А порой герцог устраивал охоту и на улицах Асиньны. Он мчался, как когда-то, по плутающим улочкам, ярясь от одного воспоминания о былом позоре, и выхватывал взглядом из испуганной толпы хорошенькую сарацинку, и загонял её тупик, как, бывало, загонял лисицу в лесах далёкой Шампани. Он брал её жадно, наслаждаясь ужасом жертвы, ненавидя её за то лишь, что была она молода, здорова и красива. Но всякий раз после того герцога оставляли силы, он надолго слегал в постель, и плакал, моля о прощении.

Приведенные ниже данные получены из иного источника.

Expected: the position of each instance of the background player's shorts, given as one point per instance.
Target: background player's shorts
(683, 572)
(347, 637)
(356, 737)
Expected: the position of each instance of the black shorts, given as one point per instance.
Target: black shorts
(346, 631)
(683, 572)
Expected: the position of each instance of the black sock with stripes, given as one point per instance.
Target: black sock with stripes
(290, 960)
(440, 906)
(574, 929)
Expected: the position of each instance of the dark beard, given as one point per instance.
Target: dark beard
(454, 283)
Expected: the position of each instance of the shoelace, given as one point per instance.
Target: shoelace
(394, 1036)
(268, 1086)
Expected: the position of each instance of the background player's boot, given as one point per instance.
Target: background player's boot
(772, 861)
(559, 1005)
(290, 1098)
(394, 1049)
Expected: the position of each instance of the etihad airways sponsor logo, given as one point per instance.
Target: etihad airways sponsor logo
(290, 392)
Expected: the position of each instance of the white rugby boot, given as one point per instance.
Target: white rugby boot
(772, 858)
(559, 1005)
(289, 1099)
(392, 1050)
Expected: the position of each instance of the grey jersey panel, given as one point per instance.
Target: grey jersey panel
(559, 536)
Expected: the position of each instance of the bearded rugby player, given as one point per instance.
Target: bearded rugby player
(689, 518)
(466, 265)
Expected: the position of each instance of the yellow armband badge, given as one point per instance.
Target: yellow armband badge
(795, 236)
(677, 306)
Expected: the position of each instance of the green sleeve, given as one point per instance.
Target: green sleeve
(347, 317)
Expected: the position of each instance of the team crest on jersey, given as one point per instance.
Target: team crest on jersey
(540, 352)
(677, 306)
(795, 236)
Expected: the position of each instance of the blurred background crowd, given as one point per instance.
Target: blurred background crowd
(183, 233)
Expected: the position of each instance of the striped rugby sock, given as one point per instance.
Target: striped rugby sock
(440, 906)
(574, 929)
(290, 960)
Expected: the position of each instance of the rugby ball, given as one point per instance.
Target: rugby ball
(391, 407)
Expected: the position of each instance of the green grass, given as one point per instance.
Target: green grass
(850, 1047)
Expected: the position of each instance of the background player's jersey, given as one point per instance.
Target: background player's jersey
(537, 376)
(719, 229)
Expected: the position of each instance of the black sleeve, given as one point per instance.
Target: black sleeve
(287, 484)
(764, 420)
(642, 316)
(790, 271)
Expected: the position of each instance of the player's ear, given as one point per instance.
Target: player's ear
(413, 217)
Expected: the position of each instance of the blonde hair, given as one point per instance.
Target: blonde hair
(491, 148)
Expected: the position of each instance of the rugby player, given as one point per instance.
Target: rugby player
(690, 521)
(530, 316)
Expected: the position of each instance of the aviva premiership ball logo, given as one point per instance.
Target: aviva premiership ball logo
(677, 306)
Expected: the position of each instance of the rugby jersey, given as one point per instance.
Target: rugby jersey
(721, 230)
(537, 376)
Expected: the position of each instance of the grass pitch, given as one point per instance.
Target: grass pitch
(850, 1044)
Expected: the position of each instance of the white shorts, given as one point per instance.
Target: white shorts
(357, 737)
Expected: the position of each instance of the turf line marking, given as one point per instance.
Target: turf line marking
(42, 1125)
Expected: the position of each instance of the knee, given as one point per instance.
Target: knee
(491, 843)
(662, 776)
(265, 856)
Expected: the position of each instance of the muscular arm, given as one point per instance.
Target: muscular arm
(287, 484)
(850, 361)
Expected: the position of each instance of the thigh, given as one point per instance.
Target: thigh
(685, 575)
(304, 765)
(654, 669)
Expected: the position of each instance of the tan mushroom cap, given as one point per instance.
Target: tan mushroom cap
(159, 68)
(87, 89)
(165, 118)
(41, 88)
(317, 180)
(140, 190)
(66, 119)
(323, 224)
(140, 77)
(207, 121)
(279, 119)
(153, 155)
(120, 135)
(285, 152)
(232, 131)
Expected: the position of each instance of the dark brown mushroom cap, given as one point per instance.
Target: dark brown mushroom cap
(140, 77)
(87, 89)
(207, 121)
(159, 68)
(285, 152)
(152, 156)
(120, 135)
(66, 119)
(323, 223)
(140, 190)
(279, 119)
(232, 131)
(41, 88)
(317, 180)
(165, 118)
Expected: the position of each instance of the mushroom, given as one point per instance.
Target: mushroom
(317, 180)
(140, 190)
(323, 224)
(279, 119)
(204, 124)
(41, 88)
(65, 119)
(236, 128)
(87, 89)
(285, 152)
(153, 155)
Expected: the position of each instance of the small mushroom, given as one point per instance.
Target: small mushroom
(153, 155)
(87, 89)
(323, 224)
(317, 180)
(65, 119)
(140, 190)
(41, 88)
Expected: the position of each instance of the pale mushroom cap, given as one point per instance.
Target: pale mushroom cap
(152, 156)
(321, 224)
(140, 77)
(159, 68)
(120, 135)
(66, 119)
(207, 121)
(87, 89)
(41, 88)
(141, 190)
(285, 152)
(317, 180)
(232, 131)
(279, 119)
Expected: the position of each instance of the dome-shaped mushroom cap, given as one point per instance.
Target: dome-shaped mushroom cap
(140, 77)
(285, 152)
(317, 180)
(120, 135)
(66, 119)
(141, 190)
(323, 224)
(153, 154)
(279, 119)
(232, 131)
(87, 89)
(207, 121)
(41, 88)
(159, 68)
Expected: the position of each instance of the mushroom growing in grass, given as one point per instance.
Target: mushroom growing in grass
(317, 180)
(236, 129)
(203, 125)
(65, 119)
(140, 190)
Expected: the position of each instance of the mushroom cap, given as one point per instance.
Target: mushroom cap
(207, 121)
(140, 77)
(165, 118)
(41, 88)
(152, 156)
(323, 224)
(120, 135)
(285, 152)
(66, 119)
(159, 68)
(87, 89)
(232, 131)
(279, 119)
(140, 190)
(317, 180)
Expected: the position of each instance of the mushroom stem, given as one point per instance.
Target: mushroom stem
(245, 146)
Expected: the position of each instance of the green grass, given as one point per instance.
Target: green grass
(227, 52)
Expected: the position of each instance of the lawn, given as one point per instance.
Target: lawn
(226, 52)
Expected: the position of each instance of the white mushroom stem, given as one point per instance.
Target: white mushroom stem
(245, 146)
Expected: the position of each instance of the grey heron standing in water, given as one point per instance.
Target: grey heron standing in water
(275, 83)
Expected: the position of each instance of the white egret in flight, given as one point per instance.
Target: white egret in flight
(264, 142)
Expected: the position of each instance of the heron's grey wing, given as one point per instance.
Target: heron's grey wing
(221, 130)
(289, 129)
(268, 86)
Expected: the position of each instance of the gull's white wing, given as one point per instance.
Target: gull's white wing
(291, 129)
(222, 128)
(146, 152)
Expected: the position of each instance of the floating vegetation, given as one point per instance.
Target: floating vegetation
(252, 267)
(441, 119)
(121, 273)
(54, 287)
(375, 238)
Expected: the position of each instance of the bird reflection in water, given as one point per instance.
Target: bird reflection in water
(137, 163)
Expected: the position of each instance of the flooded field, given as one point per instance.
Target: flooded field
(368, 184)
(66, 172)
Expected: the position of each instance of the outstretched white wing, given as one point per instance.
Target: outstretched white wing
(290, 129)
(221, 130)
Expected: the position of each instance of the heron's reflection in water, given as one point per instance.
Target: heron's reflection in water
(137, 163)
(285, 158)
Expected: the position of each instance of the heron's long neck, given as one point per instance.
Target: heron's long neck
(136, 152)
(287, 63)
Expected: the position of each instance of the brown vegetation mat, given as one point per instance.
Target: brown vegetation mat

Порой Жоффруа звал Жана де Саборне, и тогда герцог каялся перед ним в своих грехах, и грехов было много, и говорил он долго, речь его была сбивчивой, а то и вовсе замирала, а епископ стоял подле его постели, и слушал, не решаясь перечить умирающему благодетелю.
Но вот однажды епископ сам явился к герцогу. Жоффруа, завидев его, сел на кровати, прислонился спиной к стене, тяжело выдохнул.
— Ваша светлость, — приветствовал его Жан и склонил голову, молча ожидая дозволения говорить.
Герцогу больно было смотреть, на Жана: тот был молод и красив, в глазах его ещё горел огонь, который погас в очах Жоффруа, его движения были легки и плавны, голос мягким, кожа чистой. Герцог махнул тяжёлой рукой, дозволяя говорить, и отвернулся к окну.
— Я не стал бы тревожить покой вашей светлости, — начал Жан, стараясь не подавать виду, что от удушливого сладкого запаха болезни на его глазах выступили слёзы, — однако, обстоятельства не оставили мне иного выбора. С великим прискорбием должен сообщить вашей светлости, что ваша супруга, её светлость герцогиня Изольда…
Тут герцог утробно и глухо рыкнул и глянул на епископа, Жан сглотнул и продолжил:
— Её светлость герцогиня Изольда далеко зашла во грехе. Её светлость окружила себя язычниками и слугами Сатаны, которые приходят к ней из тех концов Святой земли, что всё ещё заняты неверными. Колдуны, огнепоклонники, предсказатели и чародеи живут при её дворе и едят от её стола, хотя сказано в Писании, что противны они Господу.
Епископ сглотнул ещё раз.
— Дозвольте же, ваша светлость, исправить ошибку, вернуть её светлость в лоно святой церкви, и держать её в строгости, ибо не внемлет она более увещеваниям.
Герцог долго молчал. Он шумно, со свистом дышал, прикрыв глаза.
— Делай, что нужно, — прохрипел он, наконец.
— Ваша светлость, — поклонился епископ, и с облегчением покинул герцогские покои.
Вскоре его преосвященство епископ Жан де Саборне входил в покои герцогини, в отведённое ей левое крыло утопающего в садах мраморного дворца старой Асиньоны. Епископ шёл во главе отряда рыцарей и монахов, и на его бледном лице была написана скорбь и смирение. Кованые сапоги стучали по каменному полу, гулко отдаваясь от сводов, разносясь далёкими отзвуками. Епископ сам отворил дверь в покои герцоги, и шагнул внутрь.
Изольда оторвалась от шитья и смерила вошедших строгим взглядом. Её спина была прямой, взгляд холодным.
— Ваше преосвященство, сэр Рэджинальд, сир д’Ампфри, — она переводила взгляд с одного на другого. — Что вам угодно? Что случилось такого, что вы позволили себе ворваться в мои покои?
Она поняла, что беда пришла за ней, но ещё не верила, что её нельзя отвести, ей казалось, что нужно лишь напомнить им, как раньше, что она герцогиня, и они отступят. Но епископ заговорил, с нею так, как говорил он обычно с грешниками и заблудшими: скорбно, возвышенно и отстранённо:
— Ваша светлость, ваша душа во власти Сатаны, вы отошли от света истинной веры, и слуги врага рода людского находят у вас убежище, — епископ смотрел на герцогиню с непритворной скорбью, и не отрывал от неё взгляда, хотя в комнатах были другие люди: две женщины в ярких одеждах и шалях играли в карты, да так и застыли, не докончив движения, их глаза расширились от испуга и они замерли двумя большеглазыми птенцами какой-то диковиной птицы. Кроме них, у окна сидела седая косматая старуха, она клевала носом, и, казалось, даже не заметила вошедших. Рядом со старухой в большом блюде курились тонкой струйкой дыма пахучие травы.
— Я не желаю слышать подобных наветов! — холодно ответила Изольда. — Я молюсь Господу нашему за здоровье своего супруга и за спасение души его, и мои друзья, — она обвела женщин взглядом, — молятся вместе со мной. Все мы желаем лишь одного, чтобы болезнь отпустила супруга моего, его светлость герцога Жоффруа, и он выздоровел.